ShotSpotter is a publicly traded company. So, as like any publicly traded company, their primary incentive is to increase shareholder value, which means if it’s selling products that are reactive to gun violence, it doesn’t have a huge incentive to see gun violence be reduced. Whereas municipalities, residents, citizens all want that to be the ultimate goal. We want less gun violence.

Technology cannot really prevent violence. It can’t uplift communities. It can’t raise the general standard of living. All it can do is give the police data to be in this reactive mode when they show up.

Nevertheless, when it comes to tackling gun violence, or any systemic threat to public safety, it seems like police are often convinced that new and emerging technologies are the best path forward.

You see this in recent years in everything from body-worn cameras to automatic license plate readers to surveillance cameras. (In Chicago, they’re called pod cams.) There’s various reasons why police like tech. They see it as more reliable than human witnesses. When you’re on the stand in a trial, it likely holds up very well because it has this perception of not having any bias; it’s just cold, hard facts. The current chief of the Chicago police, Larry Snelling, has repeatedly said that he is an advocate for technology-based policing. But again, all of that is very reactive. They’re getting a gunshot alert and sending officers to the scene.

You’ve talked about how ShotSpotter may disproportionately affect communities of color in Chicago. Do you see that playing out across the country?

Yes. When ShotSpotter was found to have its sensors overwhelmingly be in Black and brown communities in Chicago by one study, their response was essentially, “Well, that’s where the crime is.” This is also the case in other cities where ShotSpotter is installed. In New York, in Detroit, elsewhere, it’s overwhelmingly installed in Black and brown communities. And it gets to the larger question about how we police cities. This was something that came up during the George Floyd rebellions and has been part of the national conversation. And the issue always comes down to how police are policing these communities.

This is absolutely an inflection point. Chicago has ShotSpotter’s most expensive contract. It’s losing a huge client. There is a possibility that other municipalities, when they’re considering whether to renew the contract or sign a new contract for the first time, might look to Chicago and see this city that has gun violence as a problem, that was ShotSpotter’s biggest customer, and has been for over five years now, canceled the contract. They might think twice about signing up themselves.

How would it play out politically if gun violence were to go up after ShotSpotter is discontinued? There seems to be a lot riding on how this plays out.

If gun crime goes up in the months after ShotSpotter is expired, undoubtedly the people who want to keep it will say that it’s because we canceled the contract with ShotSpotter—whether or not that’s true. If gun crime goes down after ShotSpotter, the argument can be credibly made that canceling the contract did not have a negative effect on gun crime.
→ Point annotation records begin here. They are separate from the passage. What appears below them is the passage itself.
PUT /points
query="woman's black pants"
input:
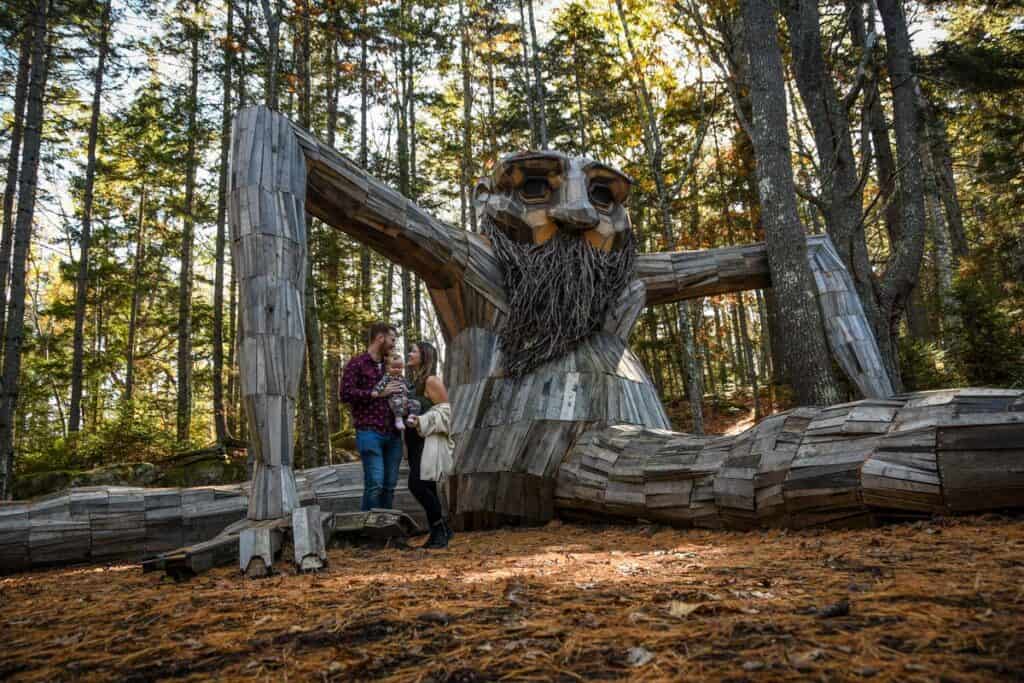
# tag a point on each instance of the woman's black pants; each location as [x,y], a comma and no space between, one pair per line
[424,492]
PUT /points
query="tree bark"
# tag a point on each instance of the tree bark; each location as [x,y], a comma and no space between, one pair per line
[466,178]
[365,264]
[529,91]
[542,117]
[13,156]
[938,147]
[82,283]
[272,18]
[840,177]
[901,272]
[752,372]
[23,236]
[655,158]
[318,446]
[807,354]
[219,414]
[136,297]
[185,273]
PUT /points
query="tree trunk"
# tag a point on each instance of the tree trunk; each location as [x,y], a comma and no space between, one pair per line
[365,265]
[136,296]
[466,176]
[937,145]
[807,354]
[542,117]
[655,154]
[185,273]
[333,265]
[13,155]
[901,272]
[752,373]
[219,414]
[529,91]
[873,114]
[272,18]
[842,189]
[318,445]
[82,283]
[766,354]
[23,237]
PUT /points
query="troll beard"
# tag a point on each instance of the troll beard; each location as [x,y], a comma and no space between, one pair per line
[558,292]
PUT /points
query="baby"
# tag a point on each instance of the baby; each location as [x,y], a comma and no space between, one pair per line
[398,400]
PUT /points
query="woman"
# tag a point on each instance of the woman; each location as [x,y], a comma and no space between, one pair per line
[427,390]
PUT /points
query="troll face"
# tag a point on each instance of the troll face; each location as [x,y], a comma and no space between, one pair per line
[532,196]
[561,233]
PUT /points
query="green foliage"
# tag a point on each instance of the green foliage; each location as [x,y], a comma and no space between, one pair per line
[924,366]
[990,343]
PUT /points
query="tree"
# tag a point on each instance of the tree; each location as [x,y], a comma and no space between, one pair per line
[666,196]
[82,283]
[806,353]
[13,334]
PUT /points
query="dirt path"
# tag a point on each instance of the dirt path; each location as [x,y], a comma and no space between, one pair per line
[940,601]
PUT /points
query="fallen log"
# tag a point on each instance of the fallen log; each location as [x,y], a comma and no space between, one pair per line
[948,452]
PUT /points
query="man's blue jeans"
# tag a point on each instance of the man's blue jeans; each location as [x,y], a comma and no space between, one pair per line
[381,456]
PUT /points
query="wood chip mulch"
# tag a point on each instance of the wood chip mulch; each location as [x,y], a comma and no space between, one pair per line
[929,601]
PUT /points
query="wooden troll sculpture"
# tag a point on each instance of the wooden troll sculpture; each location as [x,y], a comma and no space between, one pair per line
[551,409]
[577,424]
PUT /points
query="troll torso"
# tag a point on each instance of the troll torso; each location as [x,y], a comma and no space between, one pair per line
[552,359]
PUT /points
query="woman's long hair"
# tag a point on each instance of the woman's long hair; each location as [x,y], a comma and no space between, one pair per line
[428,367]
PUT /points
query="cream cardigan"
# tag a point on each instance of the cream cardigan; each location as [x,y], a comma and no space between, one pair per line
[433,426]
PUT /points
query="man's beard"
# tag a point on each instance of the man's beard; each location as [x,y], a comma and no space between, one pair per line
[558,294]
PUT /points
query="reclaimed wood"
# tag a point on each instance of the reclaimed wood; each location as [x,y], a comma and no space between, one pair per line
[103,523]
[524,426]
[960,451]
[266,210]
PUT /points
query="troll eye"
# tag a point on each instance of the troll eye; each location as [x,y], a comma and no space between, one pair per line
[535,188]
[601,197]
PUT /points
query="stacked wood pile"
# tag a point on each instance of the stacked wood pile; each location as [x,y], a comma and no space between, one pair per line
[241,541]
[929,453]
[115,522]
[512,435]
[850,465]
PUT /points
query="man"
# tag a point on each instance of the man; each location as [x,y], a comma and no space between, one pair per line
[377,439]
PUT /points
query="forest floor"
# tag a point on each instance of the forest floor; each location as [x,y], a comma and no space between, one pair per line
[941,600]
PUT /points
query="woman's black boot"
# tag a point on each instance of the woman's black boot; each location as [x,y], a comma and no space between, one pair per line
[438,537]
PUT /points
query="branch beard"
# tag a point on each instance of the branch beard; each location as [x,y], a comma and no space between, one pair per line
[558,292]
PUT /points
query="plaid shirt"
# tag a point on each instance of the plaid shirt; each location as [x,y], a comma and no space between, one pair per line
[357,381]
The conversation around ShotSpotter, especially in recent weeks as the contract was getting ready to expire, has overwhelmingly, on both sides, been driven by emotion and pathos as opposed to data and facts. And that will continue. That’s true for a lot of political discourse in this day and age, especially when it comes to public safety. A lot of it is driven by victim statements—on one side victims of gun violence, and victims of police abuse on the other. Both of them have very legitimate points. And some politicians are willing to exploit that in service of their own ends, so that will continue.